タイ発進のモダンカフェレーサー

CB150Rの装備はビッグバイク並み

【HONDA CB150R ExMotion 正式写真 入荷時期:調査中】

5月にタイのバンコク国際モーターショー2017で、ホンダはコンセプトモデル・150SSレーサーを出展した。エンジンは150ccながらアグレッシブなデザインで話題を呼んだが、今度はその市販版CB150R ExMotionがほぼイメージ共通で発表された。

【HONDA 150SS RACER コンセプトモデル】今回発表されたCB150R ExMotionより3か月前に登場。モダンカフェレーサーというコンセプトはこの時に謳われていた。
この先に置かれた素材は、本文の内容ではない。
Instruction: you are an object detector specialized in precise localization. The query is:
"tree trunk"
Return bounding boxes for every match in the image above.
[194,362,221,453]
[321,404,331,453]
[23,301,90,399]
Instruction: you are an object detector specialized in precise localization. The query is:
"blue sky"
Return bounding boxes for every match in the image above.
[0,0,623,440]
【HONDA 300TT Racer Concept コンセプトモデル】ホンダは2016年3月に、バンコク国際モーターショーでCBR300Rベースのコンセプトモデルを発表していた。テーマはネオレトロレーサーでマスを集中したパッケージや倒立フォークといった走りを意識した装備がこの時から形になっている。

 

最新のエンジンをSSよりも先に投入

今回発表されたCB150R ExMotionのベースは、2016年2月にインドネシアで発表された新型CBR150R。サーキットイベントでは、M・マルケス選手がデモ走行を披露するなど、ド派手なデビューを飾った。一方、タイ生産のCBR150Rはそのまま変更されずに継続されていたが、ネイキッドが先に新型CBR150Rの新しいエンジンを手に入れた。新設計の40度前傾水冷DOHC単気筒はECUマッピングと圧縮比アップなどで旧型よりもトルクフルな特性が特徴。さらにエンジン以外は完全新作で、150ccとは思えない豪華装備となっている。
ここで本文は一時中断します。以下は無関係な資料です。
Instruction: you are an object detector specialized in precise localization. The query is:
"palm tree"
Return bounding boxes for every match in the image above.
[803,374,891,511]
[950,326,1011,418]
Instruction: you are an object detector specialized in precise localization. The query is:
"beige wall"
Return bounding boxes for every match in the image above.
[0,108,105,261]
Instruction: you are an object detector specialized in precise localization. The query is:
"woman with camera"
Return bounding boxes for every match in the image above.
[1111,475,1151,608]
ホンダはインドネシアで新型CBR150Rを発売した後、今度はタイでカフェレーサータイプのCB150Rに新型CBRを上回る装備を投入。フロントブレーキキャリパーはX-ADVと同じものを使い、フロントフォークもADVと同じФ41mm倒立というビッグバイク並みの装備なのだ。同じアジアでも地域によってニーズが異なり、それに対応した結果だろう。

 

CBR1000RR譲りのコーナリングABS

CB150Rは新型CBR150Rとは比較にならない程、車体がすごい。まず、フレームは新設計でスイングアームはプレスの造形が入った軽量タイプを装着。リヤタイヤは150サイズを履き、フロントブレーキは4ポットのラジアルマウントキャリパー&Ф296mmディスクを採用する。それを支えるフロントフォークはФ41mm倒立で、CBR250RRФ37mmよりを上回る。極めつけはフロントのみに作用するABSで、Gセンサーを採用。プレスリリースではCBR1000RR譲りと書かれていることから、ボッシュ製の姿勢角センサーを採用しているかも知れない。これは、バンク角に応じてABSの作動をコントロールするメカだが、150ccに使用した例はこれまでないと思われる。
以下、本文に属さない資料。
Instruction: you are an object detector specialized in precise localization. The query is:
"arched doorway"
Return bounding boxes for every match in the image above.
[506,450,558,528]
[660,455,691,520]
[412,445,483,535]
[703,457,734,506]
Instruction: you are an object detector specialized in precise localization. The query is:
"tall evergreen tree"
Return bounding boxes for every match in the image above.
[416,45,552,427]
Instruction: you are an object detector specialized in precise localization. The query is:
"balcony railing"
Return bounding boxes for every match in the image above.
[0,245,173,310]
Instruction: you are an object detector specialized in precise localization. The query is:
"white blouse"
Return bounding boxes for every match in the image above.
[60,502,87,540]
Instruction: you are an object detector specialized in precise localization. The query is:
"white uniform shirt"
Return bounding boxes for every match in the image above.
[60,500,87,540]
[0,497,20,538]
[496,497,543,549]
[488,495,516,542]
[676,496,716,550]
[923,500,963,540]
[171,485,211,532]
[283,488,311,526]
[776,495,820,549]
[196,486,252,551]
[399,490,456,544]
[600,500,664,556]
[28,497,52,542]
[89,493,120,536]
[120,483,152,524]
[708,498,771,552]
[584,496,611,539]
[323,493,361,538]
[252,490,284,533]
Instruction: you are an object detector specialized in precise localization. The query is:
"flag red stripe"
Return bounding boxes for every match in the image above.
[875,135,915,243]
ボア×ストロークから見直されたエンジンは、出力&トルクともCB150Rでは未発表だが、新型CBR150Rでは17.1ps/9000rpmとされている。シリンダーヘッドには、CBR250RでDOHCエンジンとしては世界初と言われたものと同様のローラーロッカーアームを採用し、カムとロッカーアームの摺動抵抗を低減。ピストンにはモリブデンコートが施されている。ラジエターはコンパクトタイプでマフラーは短くカットされた。

灯火類はすべてLEDを採用している。

メーターはフル液晶で時計や燃料計、燃費計、ギヤポジションインジケーターなどを装備。レッドゾーンが10500rpmからなのは新型CBR150Rと同じ。タンクのデザインは逞しい筋肉がモチーフとなっている。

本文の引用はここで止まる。